Wandering around in the South African winter sunshine with a potato and a battery I had an “AH HA” moment that frankly sent shivers down my spine. This thing really works! You sometimes lose track of the big picture when you are engineering all the detail.
After a few days, Elektra and I moved to the larger Kolping Guest House, which was big enough to accommodate all of the Workshop participants. This was a clever move by Steve – he knows that much of the real brainstorming gets done outside of the formal Workshop proceedings. The team Steve assembled was a fascinating group of people, many of whom had traveled from all over the world.
This years workshop was a mixture of demos, group discussions, and actual hacking. We started out with everyone playing with potatoes, making calls while wandering around the Shuttelworth Foundation grounds. Everyone seemed really pleased with the potatoes, which was nice for Elektra and myself.

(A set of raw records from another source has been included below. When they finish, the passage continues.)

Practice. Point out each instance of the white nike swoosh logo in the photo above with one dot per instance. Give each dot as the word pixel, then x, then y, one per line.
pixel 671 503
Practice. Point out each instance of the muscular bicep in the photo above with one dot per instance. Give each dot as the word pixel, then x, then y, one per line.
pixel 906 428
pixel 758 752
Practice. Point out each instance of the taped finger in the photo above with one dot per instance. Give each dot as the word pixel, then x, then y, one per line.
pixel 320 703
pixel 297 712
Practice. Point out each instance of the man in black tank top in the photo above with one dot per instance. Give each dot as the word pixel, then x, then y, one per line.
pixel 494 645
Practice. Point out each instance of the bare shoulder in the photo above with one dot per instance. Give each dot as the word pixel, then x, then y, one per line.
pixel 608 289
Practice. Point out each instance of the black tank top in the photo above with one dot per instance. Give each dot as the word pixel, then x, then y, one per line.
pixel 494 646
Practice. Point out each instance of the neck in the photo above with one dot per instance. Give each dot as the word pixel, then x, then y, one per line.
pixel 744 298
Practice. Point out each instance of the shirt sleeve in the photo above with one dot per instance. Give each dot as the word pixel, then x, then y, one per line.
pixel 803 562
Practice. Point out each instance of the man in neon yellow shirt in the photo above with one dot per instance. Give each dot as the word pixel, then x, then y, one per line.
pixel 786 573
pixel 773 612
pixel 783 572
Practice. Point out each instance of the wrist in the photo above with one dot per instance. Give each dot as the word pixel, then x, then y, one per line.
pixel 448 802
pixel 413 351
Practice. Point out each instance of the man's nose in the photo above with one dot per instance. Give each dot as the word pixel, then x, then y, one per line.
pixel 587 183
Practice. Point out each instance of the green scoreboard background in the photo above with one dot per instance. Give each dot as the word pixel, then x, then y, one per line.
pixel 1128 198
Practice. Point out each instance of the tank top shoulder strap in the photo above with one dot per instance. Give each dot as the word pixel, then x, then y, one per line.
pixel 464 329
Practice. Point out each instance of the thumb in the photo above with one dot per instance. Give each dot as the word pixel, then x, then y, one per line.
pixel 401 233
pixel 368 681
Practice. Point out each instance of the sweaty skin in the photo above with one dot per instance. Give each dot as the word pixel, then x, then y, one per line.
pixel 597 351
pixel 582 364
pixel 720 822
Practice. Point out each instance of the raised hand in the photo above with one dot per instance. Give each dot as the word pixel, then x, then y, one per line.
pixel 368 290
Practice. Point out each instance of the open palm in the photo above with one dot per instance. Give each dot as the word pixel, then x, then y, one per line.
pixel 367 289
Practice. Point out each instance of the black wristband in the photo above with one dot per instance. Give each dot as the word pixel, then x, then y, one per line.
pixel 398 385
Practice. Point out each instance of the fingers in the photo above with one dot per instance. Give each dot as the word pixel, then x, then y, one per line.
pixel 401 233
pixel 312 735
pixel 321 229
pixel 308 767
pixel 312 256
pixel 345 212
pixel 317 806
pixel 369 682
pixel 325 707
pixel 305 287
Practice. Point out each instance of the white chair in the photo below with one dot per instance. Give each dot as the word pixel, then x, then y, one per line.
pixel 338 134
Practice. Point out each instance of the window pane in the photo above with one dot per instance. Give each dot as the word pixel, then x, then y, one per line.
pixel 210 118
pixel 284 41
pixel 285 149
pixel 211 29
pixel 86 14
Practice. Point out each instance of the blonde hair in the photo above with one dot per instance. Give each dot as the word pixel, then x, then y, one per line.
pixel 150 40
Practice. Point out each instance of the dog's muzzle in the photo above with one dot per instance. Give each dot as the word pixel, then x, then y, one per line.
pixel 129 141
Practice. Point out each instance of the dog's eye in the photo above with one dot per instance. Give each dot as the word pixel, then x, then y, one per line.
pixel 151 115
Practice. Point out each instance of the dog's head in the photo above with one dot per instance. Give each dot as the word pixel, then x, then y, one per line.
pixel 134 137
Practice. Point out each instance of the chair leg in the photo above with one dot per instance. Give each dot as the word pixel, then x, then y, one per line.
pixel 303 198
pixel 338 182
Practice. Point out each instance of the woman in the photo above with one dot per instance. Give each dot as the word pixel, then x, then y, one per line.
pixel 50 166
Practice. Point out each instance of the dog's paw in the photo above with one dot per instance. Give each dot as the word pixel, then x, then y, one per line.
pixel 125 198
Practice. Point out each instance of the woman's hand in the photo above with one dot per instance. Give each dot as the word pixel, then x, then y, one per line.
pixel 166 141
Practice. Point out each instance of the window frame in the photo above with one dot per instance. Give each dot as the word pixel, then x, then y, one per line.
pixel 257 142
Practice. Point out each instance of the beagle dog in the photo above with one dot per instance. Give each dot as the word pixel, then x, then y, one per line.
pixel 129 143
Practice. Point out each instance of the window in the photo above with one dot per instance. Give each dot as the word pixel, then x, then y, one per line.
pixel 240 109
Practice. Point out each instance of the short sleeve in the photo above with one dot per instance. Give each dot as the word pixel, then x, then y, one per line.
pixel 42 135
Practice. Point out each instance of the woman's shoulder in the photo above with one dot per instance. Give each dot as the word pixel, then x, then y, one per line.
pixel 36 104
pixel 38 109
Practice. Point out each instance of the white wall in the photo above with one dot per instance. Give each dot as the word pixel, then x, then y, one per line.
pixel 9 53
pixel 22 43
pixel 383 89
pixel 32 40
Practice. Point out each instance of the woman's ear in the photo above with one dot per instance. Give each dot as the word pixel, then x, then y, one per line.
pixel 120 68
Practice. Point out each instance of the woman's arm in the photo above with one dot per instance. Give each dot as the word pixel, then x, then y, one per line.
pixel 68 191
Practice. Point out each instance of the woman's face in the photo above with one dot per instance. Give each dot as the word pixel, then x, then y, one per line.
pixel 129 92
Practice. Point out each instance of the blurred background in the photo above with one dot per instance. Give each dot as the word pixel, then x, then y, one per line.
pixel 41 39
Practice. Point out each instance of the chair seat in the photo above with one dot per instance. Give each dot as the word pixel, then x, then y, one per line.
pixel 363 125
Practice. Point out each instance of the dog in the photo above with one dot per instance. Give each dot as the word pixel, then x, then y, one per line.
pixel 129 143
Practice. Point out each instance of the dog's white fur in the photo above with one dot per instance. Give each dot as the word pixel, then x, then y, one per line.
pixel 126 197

As the discussions proceeded I was impressed with the way all of the details seemed to into place, most of our next steps just seemed logical and were agreed upon by all. Disagreement, although spirited, was limited to the fine detail.
One stand out point for me was ease of configuration. Alan spent some time trying to get a Potato connected to his Asterisk server and it was the usual time consuming Asterisk conf file and command line fun and games. Hard the first time, but easier as you gain experience. However we wish to make Village Telco set up easy for thousands of first time users. This experience drove the point home – we need to make configuration as straight forward as possible. For example we could produce a series of guides (printed or on a wiki) on how to set up popular Asterisk distros with the Mesh Potato.
The hacking days created some useful demos, e.g. Afrimesh on a Potato, Luce Web interface, and a IVR for changing the Potato IP. Curiously we got them all going within about 10 minutes of each other and raced over to show Steve. Here is Steve being “demoed to death”:
The workshop threw up plenty of tasks for the next few months, for example working with Atcom on the production Potatoes, software tweaks, user and set up guides, and optimising the end-end performance. It’s going to be an exciting end to the year!
Full credit to Steve and Wendy (among many others I am sure) at the Shuttleworth Foundation for making this Workshop happen. They were wonderful hosts and really looked after us. The food, wine, and company were every bit as good as the technical content. Thoroughly enjoyable.